Q2 2024 earnings summary
2 Feb, 2026Executive summary
First-half 2024 performance exceeded plan, with adjusted EBIT pro forma of €8.2 bln, net profit of €3.1 bln, strong cash flow, and leverage reduced to 22%, supported by disciplined capital expenditure and portfolio upgrades including Neptune acquisition and asset sales in Congo, Nigeria, and Alaska.
Upstream production grew 6% year-over-year, driven by ramp-ups in Côte d'Ivoire, Congo FLNG, Libya, and Neptune integration, with major discoveries in Côte d'Ivoire, Cyprus, and Mexico.
Transition businesses Enilive and Plenitude delivered high growth, with Enilive doubling bio throughputs and Plenitude growing renewables capacity by 24%, advancing new biorefinery projects in Malaysia, South Korea, and Italy.
Transformation plan focused on profitability, sustainability, and value creation, targeting net zero by 2030, with accelerated shareholder returns and buyback program.
Financial highlights
Pro forma EBIT for Q2 was €4.1 bln, flat year-over-year; H1 pro forma EBIT reached €8.2 bln, with net profit €3.1 bln and cash flow from operations of €7.8 bln.

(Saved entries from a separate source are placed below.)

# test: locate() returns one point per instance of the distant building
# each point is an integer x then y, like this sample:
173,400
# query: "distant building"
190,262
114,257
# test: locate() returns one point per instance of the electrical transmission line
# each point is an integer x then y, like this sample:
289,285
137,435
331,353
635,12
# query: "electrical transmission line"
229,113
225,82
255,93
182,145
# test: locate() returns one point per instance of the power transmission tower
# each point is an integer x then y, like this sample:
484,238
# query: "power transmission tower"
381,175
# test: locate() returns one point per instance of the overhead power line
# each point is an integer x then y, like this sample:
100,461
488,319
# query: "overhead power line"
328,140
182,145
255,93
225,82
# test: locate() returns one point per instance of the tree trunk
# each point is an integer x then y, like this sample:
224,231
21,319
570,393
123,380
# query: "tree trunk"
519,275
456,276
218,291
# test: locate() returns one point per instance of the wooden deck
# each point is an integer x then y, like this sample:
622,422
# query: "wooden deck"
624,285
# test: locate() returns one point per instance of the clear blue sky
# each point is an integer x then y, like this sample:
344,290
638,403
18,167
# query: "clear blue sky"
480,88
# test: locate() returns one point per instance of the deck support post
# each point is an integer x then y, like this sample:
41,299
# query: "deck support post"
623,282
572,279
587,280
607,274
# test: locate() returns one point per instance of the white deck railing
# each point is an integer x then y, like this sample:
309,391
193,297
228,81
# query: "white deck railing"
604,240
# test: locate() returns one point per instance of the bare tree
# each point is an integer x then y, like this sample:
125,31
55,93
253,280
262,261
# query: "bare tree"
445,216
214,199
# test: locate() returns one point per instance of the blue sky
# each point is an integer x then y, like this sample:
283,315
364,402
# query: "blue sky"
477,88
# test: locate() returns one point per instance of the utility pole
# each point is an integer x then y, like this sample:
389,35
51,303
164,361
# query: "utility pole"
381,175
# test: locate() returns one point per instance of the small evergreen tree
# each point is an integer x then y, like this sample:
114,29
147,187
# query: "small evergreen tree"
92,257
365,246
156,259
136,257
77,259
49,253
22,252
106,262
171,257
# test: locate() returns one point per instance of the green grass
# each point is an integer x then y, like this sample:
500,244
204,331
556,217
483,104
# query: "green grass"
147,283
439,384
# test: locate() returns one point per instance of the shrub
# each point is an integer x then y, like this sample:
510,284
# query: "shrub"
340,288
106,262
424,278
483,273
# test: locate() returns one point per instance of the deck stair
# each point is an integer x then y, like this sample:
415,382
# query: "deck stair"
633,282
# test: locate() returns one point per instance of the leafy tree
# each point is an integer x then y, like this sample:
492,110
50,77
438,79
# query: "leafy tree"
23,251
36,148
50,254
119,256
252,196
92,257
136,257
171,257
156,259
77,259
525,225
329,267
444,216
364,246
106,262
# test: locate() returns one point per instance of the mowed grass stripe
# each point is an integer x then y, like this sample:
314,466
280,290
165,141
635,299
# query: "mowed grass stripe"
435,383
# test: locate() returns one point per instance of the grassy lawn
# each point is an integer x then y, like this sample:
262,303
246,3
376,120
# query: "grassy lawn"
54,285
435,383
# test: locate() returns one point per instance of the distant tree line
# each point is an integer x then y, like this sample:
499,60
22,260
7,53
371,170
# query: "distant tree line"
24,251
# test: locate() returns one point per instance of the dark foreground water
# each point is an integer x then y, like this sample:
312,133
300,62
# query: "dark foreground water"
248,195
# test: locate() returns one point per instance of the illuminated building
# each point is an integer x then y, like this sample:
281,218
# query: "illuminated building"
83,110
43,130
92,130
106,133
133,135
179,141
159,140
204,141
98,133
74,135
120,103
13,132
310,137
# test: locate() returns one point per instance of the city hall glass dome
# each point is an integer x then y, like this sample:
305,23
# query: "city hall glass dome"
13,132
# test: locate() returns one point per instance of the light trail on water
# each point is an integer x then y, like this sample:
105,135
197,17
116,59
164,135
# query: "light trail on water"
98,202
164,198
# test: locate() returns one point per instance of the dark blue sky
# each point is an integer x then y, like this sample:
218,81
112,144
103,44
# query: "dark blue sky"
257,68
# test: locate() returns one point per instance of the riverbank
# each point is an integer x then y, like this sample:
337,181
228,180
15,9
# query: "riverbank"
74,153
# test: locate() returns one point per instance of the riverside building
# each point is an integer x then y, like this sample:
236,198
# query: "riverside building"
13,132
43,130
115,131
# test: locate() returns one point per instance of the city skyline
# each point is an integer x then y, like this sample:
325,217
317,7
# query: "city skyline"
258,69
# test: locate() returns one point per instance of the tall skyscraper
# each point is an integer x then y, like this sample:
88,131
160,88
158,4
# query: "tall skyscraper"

Upstream production grew 6% year-over-year, with pro forma EBITDA of €3.5 bln.
GGP delivered €334 mln EBIT in Q2, Plenitude EBIT rose 12% to €149 mln, and Enilive Q2 EBIT was €120 mln.
Organic capex for H1 2024 was €4.1 bln, tracking below €9 bln guidance; net capex expected under €6 bln.
Net debt declined from Q1 peak, with leverage at 22% as of June 30, 2024, and further improvement expected.
Outlook and guidance
Full-year hydrocarbon production expected at the top end of 1.69–1.71 mln boe/d range, with group proforma adjusted EBIT guidance raised to ~€15 bln and adjusted CFFO before working capital >€14 bln.
GGP full-year EBIT guidance raised to ~€1 bln; Plenitude and Enilive each to deliver ~€1 bln proforma adjusted EBITDA, with renewables capacity to reach 4 GW by year-end.
Buyback minimum set at €1.6 bln, with potential for an additional €500 mln depending on further divestments.
Year-end leverage expected well below 20%, possibly toward 15%.
Dividend confirmed at €1.00/share, with accelerated pace of distributions.